分析:首先要注意的是,输入数组中可能有重复的点。由于两点确定一条直线,一个很直观的解法是计算每两个点形成的直线,然后把相同的直线合并,最后包含点最多的直线上点的个数就是本题的解。我们知道表示一条直线可以用斜率和y截距两个浮点数(垂直于x轴的直线斜率为无穷大,截距用x截距),同时还需要保存每条直线上的点(避免重复)。听起来就很麻烦,但是基于这个思想有一种简单的实现方式:
以某点O为中心,计算它和其他点的斜率,如果有两个点A、B和O点形成的斜率相等,那么ABO三点是共线的,如果有多个点和O的斜率相等,那么这多个点和O也是共线的,因此我们可以求出包含O的所有直线中点数最多的直线,会得到一个最大共线点数k(O),如果和O点重复的点有n个(除了O本身),那么K(O) = K(O) + n。这一步的计算中,为了提高效率,我们可以用哈希表来保存某个斜率对应的点的数目。

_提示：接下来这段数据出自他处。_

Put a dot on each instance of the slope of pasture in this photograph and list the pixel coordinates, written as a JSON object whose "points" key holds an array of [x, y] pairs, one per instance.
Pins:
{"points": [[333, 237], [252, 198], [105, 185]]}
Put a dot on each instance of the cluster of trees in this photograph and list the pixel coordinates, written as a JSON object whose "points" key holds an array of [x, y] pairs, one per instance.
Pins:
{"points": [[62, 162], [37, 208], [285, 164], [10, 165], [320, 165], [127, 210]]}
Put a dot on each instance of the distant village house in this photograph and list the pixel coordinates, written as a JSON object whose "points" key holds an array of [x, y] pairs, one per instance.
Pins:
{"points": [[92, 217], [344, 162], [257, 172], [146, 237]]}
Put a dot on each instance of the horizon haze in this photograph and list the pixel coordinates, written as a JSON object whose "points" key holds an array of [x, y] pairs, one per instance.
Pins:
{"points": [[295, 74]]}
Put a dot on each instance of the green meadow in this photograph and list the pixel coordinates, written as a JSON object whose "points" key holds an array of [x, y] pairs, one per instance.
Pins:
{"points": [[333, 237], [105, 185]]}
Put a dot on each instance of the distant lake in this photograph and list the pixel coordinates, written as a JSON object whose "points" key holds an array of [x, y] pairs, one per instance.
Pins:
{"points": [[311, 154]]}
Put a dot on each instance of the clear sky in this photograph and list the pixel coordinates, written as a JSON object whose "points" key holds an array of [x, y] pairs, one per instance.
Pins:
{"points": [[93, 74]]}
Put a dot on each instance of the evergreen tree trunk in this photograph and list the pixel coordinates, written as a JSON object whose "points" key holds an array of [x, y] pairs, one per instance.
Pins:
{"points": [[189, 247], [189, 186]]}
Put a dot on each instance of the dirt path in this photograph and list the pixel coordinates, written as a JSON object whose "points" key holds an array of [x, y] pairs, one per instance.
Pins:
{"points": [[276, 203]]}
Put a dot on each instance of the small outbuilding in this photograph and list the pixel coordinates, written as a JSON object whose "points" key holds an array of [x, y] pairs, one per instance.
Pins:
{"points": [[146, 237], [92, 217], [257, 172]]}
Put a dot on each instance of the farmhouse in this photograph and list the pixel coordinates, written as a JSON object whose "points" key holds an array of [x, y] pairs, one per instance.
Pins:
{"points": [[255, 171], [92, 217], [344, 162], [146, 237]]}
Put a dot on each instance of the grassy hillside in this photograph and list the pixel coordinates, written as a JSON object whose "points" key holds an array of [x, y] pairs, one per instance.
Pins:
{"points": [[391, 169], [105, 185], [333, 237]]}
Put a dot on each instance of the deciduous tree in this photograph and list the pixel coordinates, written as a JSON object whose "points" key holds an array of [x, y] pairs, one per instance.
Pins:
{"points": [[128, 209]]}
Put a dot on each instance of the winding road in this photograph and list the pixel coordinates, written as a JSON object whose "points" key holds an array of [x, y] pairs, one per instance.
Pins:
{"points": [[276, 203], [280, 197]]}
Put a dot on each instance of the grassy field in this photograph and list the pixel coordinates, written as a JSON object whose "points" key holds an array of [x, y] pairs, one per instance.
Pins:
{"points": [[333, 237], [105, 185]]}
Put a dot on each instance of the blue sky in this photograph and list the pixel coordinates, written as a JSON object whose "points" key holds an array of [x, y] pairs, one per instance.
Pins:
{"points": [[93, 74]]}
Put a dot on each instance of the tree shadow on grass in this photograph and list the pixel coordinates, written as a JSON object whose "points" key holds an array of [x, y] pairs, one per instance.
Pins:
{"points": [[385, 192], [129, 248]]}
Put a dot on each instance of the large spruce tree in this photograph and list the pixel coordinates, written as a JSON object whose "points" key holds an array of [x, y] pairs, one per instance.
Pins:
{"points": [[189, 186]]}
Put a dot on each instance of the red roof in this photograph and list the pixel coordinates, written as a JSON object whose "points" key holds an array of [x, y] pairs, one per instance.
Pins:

对数组中的每一个点i,按照第一步计算得到每个点最大点数K(i)
从k(i)中选取最大的就是本题的解
注意:为了避免重复计算,以数组中第i个点为中心时,只计算数组中它右边的所有点-Given n points on a 2D plane, find the maximum number of points that lie on the same straight line analysis: first thing to note is that the input array may have duplicate points. Because two points determine a line, a very intuitive solution is to calculate every two points form a straight line, and then merge the same straight line, the final solution of this problem is to include the number of points on a straight line up to the point. We know that a straight line can be expressed by the slope and y-intercept of the two floating-point (x-axis perpendicular to the slope of the line is infinite, the intercept with the x-intercept), but also need to save the points on each line (to avoid duplication). It sounds very troublesome, but there is a simple way to achieve based on this idea: to a point O as the center, and the slope of the other points to calculate it, and if there are two points A, B and O points form the slope equal, then the ABO three points are collinear, if there are a p
分析:首先要注意的是,输入数组中可能有重复的点。由于两点确定一条直线,一个很直观的解法是计算每两个点形成的直线,然后把相同的直线合并,最后包含点最多的直线上点的个数就是本题的解。我们知道表示一条直线可以用斜率和y截距两个浮点数(垂直于x轴的直线斜率为无穷大,截距用x截距),同时还需要保存每条直线上的点(避免重复)。听起来就很麻烦,但是基于这个思想有一种简单的实现方式:
以某点O为中心,计算它和其他点的斜率,如果有两个点A、B和O点形成的斜率相等,那么ABO三点是共线的,如果有多个点和O的斜率相等,那么这多个点和O也是共线的,因此我们可以求出包含O的所有直线中点数最多的直线,会得到一个最大共线点数k(O),如果和O点重复的点有n个(除了O本身),那么K(O) = K(O) + n。这一步的计算中,为了提高效率,我们可以用哈希表来保存某个斜率对应的点的数目。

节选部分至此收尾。